The Daily Challenge: Are you mirroring others' behavior?
Mirroring is more than simply mimicking some else's body language.
Time to Read: 3 Mins
With a foundation of building trust and camaraderie, you can use mirroring to give an outward display of your internal intentions.
Mirroring shows empathy, a desire to understand someone else, to join them in a mutual experience, and to develop a bond and trust.
This week, try out each technique below in your communication with someone at work over the next few days. Then answer the questions below to discuss with your coach.
Note: Avoid mirroring drama, anger or negative situations. It may be best to try active listening here instead.
Technique 1: Match someone’s tone or emotions - After someone talks to you, consider their tone of voice.
Is their tone energetic, lethargic or monotone?
Do they seem happy, excited or complacent?

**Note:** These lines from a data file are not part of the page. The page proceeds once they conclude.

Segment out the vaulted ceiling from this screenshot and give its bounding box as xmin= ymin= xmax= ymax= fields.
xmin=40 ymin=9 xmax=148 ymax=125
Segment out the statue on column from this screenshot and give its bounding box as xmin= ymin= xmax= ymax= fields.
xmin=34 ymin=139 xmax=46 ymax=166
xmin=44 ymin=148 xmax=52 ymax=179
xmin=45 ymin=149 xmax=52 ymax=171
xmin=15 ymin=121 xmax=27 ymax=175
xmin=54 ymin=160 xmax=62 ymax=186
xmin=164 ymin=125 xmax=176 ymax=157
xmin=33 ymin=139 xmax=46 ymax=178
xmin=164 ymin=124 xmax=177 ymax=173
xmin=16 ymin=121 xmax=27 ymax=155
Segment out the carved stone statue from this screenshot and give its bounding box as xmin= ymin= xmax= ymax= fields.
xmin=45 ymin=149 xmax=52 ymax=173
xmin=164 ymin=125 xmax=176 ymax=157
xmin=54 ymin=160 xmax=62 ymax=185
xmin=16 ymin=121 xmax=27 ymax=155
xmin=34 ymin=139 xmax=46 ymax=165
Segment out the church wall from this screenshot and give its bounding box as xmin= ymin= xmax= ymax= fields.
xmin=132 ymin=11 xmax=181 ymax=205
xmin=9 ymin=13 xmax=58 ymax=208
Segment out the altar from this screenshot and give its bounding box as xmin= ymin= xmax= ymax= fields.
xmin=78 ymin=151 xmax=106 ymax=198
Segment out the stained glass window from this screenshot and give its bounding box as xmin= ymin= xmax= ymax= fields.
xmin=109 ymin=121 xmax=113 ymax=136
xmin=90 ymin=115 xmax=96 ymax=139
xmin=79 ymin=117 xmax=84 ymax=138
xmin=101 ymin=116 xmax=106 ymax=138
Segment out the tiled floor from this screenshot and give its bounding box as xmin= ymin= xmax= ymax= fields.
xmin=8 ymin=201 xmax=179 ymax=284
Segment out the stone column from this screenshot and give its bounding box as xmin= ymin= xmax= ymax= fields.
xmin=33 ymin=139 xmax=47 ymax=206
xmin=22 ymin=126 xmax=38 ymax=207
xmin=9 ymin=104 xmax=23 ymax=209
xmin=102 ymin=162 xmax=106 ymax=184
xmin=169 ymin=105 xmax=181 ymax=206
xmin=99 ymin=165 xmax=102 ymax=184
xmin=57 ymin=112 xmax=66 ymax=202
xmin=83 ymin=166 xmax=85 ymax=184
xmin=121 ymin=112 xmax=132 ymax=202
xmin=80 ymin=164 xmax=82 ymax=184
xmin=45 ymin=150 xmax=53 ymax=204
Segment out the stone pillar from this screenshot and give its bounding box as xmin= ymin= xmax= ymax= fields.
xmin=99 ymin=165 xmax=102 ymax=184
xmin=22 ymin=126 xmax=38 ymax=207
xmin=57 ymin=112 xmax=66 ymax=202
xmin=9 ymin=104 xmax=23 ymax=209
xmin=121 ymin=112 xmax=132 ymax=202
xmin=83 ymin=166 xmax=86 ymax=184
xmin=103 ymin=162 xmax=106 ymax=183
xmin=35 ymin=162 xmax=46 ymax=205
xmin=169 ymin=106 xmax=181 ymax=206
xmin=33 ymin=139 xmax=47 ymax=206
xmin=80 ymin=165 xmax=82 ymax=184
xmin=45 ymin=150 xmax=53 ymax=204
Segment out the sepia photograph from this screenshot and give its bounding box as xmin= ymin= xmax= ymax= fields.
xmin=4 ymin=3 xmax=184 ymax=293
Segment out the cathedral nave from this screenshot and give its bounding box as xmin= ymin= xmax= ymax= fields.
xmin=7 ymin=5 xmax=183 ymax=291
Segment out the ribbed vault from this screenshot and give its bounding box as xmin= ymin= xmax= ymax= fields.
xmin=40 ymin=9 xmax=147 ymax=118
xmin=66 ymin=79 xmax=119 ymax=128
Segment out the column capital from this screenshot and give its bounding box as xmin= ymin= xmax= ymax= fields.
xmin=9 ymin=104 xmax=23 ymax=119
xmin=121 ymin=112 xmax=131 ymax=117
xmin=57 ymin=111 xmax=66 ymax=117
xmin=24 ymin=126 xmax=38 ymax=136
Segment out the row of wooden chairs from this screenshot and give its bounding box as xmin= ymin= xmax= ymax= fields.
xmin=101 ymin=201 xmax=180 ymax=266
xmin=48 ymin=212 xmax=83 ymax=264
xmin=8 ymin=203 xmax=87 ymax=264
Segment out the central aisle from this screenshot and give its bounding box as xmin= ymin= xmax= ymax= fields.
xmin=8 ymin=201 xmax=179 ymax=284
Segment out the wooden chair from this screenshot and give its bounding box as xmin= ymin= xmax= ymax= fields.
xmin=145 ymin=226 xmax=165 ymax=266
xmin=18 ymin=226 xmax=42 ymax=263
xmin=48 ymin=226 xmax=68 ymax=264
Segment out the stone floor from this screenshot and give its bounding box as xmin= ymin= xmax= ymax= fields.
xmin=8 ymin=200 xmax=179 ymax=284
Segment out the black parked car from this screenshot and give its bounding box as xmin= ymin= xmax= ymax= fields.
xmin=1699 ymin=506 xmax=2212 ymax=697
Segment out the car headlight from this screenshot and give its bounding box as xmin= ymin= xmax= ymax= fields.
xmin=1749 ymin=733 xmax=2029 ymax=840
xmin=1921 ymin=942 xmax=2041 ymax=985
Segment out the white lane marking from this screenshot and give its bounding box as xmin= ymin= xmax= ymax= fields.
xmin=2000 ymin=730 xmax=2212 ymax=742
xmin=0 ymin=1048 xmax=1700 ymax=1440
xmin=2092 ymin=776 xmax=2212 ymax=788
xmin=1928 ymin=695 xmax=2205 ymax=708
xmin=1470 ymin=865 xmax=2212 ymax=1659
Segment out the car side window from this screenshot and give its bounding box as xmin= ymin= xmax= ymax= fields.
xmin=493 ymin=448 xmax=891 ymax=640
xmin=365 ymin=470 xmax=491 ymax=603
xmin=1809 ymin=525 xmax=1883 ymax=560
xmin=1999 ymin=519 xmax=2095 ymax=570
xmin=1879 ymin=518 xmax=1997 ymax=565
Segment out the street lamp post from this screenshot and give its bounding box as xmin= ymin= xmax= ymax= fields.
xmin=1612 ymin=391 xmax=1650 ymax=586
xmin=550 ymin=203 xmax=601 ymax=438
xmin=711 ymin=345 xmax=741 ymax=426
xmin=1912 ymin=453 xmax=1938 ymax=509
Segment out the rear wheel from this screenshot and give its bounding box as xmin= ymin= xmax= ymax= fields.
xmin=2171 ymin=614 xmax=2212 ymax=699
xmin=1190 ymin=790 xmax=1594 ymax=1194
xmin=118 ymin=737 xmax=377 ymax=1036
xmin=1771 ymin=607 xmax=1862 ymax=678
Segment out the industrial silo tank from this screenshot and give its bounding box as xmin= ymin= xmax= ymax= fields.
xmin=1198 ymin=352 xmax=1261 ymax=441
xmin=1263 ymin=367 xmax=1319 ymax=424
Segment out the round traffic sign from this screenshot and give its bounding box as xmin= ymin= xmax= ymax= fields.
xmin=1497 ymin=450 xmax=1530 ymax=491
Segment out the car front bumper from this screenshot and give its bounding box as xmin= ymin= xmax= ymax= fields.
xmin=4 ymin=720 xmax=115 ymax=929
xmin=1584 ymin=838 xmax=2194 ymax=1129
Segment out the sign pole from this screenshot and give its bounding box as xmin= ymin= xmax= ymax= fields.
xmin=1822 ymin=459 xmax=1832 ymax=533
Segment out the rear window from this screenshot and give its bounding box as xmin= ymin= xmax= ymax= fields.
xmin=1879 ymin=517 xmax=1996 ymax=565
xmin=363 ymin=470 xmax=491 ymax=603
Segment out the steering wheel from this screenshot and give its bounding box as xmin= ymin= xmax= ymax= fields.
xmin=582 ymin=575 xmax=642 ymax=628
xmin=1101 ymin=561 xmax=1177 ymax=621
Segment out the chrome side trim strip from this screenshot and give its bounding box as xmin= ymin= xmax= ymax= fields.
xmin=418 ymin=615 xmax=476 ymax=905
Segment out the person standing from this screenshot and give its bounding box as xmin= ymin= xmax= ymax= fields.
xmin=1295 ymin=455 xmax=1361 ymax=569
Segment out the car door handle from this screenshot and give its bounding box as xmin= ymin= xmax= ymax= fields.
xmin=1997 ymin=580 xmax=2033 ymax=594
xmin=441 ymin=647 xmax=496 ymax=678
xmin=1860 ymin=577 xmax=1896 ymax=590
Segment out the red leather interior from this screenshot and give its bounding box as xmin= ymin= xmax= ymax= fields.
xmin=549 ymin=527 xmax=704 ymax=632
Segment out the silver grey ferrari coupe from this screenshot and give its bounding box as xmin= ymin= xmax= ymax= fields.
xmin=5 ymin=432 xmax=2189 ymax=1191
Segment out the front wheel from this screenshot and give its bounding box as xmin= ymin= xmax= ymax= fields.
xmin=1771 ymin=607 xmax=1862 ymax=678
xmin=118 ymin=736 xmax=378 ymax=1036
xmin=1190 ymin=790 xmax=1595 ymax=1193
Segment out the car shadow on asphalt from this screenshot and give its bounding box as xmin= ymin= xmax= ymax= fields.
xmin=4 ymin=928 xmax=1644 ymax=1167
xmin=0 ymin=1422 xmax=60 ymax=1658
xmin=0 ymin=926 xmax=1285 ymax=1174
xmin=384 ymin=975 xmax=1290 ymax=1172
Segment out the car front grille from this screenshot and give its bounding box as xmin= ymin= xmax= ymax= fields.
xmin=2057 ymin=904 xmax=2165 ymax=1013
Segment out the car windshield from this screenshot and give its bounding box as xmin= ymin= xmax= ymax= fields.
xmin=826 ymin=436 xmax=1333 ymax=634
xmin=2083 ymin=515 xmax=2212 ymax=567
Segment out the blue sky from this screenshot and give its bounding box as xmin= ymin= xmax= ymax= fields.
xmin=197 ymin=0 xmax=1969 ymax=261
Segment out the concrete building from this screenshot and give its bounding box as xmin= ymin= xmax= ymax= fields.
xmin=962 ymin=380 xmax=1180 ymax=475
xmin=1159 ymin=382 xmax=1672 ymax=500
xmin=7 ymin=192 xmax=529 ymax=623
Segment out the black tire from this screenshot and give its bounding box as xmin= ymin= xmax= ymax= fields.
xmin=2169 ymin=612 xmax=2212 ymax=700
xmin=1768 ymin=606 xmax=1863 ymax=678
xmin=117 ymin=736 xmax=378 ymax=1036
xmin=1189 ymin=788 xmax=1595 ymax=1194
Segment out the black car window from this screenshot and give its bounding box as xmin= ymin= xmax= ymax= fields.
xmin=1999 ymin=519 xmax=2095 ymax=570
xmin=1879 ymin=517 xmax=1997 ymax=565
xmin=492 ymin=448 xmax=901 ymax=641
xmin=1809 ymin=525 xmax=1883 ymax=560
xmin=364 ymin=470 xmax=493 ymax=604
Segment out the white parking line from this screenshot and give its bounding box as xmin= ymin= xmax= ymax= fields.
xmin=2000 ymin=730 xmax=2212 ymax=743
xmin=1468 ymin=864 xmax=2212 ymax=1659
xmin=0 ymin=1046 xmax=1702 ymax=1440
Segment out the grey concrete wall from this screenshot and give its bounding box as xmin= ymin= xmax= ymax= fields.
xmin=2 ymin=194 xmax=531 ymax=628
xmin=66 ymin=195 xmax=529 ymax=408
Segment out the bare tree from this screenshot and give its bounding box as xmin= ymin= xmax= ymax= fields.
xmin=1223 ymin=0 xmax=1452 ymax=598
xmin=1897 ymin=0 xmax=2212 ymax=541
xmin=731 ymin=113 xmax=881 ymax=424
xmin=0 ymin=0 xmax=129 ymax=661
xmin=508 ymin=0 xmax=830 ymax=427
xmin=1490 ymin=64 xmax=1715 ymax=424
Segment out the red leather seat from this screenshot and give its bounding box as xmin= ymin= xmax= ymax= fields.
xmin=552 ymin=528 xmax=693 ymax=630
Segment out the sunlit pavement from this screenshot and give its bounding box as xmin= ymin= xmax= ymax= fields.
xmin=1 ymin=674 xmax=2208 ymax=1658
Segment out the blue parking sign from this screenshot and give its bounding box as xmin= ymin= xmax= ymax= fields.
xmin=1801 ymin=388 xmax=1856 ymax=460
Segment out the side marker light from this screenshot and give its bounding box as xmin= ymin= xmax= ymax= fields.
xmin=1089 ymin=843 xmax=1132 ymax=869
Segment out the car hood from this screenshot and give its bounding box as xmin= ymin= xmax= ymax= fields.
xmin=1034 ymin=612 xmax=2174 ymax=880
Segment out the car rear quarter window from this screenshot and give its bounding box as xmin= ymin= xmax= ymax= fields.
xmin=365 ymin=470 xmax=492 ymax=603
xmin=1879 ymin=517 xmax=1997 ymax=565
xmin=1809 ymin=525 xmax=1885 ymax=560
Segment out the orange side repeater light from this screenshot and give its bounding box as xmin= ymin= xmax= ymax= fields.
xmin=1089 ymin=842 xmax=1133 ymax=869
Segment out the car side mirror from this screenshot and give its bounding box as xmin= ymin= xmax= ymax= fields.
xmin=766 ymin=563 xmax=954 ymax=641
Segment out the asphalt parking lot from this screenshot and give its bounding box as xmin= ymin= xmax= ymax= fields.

Try to match their tone or emotion. The easiest way to do this is in the morning. When you walk in to your office and someone energetically says “Good morning! How are you?” Slap a big smile on, stop, and actually talk to them about your morning.
If someone just nods at you or says hey, they might still need their coffee. Simply nod back, don’t take it personally.
Technique 2: Mimic their body language - During a conversation, if someone is super engaged, leaning in and talking with their hands, do the same. If someone is talking to you and smiling don't look around and yawn. Nod, and smile back.
Technique 3: Use their language - Some offices or teams already have a pretty cohesive shared language, but maybe there are people who describe things a certain way or use different words. As an example, if someone has a catchphrase “teamwork makes the dream work” - use it. Not facetiously, but honestly.
If someone is more casual in their language don’t push them away by being more formal, instead, mirror their language. If they say “Hey, what’s up” respond with “doing good, you?” not “I am quite well, thank you. How are you doing?”